How could an adult leave her work and family behind to be with a
child? How could Natalie dump
her girlfriend who was coming back to Taiwan just for her?
We felt so much bliss that was at the same time unbearable and
painful when being together. And
we ached even more when apart from this only person who knew and sensed
everything.
I knew that last day would come.
Even though we had so much chemistry, so many desires, and the
precious 「connection」, I knew the day would come.
When the last day came, she wrote a long letter to me.
In that letter she wrote, 「How much I wish we were of the same
status, at least equal in the values of the society--- age, same freedom,
and not lesbian.」
I was extremely angry for it seemed like an excuse to me.
Was the status so important? Did
we break up because I was just 17, a poor student, and gay; while she was a
28-year-old, rich businesswoman? Was
I not mature enough to be together with someone who』s older?
Was money more important in a relationship than the connection and
explosion between us? The
question came to me one after another.
Then I found the answers were 「yes」!
I was truly like what she described--- self-centered, inconsiderate,
and naive. I never realized
that love was not everything, and love did not provide all the answers.

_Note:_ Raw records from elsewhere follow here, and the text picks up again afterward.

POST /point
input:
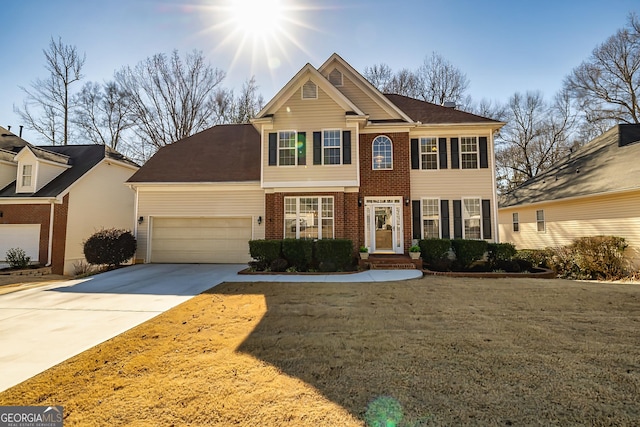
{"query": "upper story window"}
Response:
(27, 171)
(469, 152)
(382, 150)
(331, 147)
(540, 221)
(429, 153)
(309, 90)
(472, 217)
(287, 148)
(516, 222)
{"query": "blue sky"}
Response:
(503, 46)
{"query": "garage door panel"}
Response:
(201, 240)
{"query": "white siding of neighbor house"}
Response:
(100, 199)
(614, 215)
(309, 115)
(198, 201)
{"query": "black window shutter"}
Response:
(273, 149)
(455, 156)
(442, 152)
(346, 147)
(302, 148)
(317, 148)
(486, 219)
(444, 219)
(457, 219)
(415, 153)
(484, 155)
(417, 219)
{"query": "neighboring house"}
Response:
(53, 198)
(328, 157)
(595, 191)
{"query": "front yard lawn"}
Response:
(434, 351)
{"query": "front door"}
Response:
(383, 225)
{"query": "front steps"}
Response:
(390, 262)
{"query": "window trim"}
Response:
(476, 152)
(320, 218)
(515, 222)
(422, 216)
(339, 147)
(542, 221)
(465, 217)
(294, 148)
(373, 163)
(436, 153)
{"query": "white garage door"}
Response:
(200, 240)
(23, 236)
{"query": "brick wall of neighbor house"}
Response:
(40, 214)
(394, 182)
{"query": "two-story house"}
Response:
(53, 198)
(329, 156)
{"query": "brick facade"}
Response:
(41, 214)
(348, 214)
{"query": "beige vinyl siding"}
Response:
(309, 115)
(98, 200)
(199, 201)
(616, 215)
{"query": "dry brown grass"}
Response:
(441, 351)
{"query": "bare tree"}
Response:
(440, 81)
(52, 95)
(537, 135)
(103, 112)
(171, 98)
(606, 87)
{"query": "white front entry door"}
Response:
(383, 225)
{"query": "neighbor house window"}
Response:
(430, 218)
(26, 175)
(382, 150)
(469, 152)
(472, 219)
(308, 218)
(429, 153)
(331, 147)
(287, 148)
(540, 220)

Love was not enough to support a relationship on its own.
I was 17 years old, poor; I did not have so much freedom; I had to go
to school everyday, etc. The
relationship between us is a fantasy; fantasies always fail in reality.
How could I fight with the reality?
What did I have to convince her to be with me regardless of her
career and her family? Nothing!
I had been so self-centered that I did not want to admit the problems
that did exist.
Natalie once said, 「If I were 18, I would follow you despite all
the trouble.」 At the time, I
hated her and myself so much. I
could not forgive her for she had told me the truth; for I was truly like
what she described, and I could not do anything about it.
I cried for so many days until one day I lost my tears. I abandoned myself to meaningless wandering--- climbing the
hill beside my high school, hanging out in parks we had been in.
I got drunk and lay in bed, and dropped most classes.
I had one-night-stands with my male and female friends; I was
probably raped by a stranger. I
could not forgive myself for becoming dirty and cheap.
A useless being so useless, I did not deserve to love her nor to be
loved by her.
After all
these insane things I had done, I gradually came to accept who I was.
I could not change any of the fact--- I was 18, poor, and useless.
After 17 years of living, I finally began to learn that there were
too many things I could not change. I
could not ask her to leave her work and family behind only to be together
with me. And to her, there was
no space for compromise. Our love was just like that; we would destroy everything
included the love itself. I do
not know if this realization could be identified as a kind of forgiveness.
Even though I would still rather be dumped for my mistakes or defect
than be dumped for a position I could not change.
Yet, I discovered the only way to feel better was to accept who I
was. After 17 years of living
and so many months of suffering, I regard it as the forgiveness of Natalie,
myself, and the status, and the world.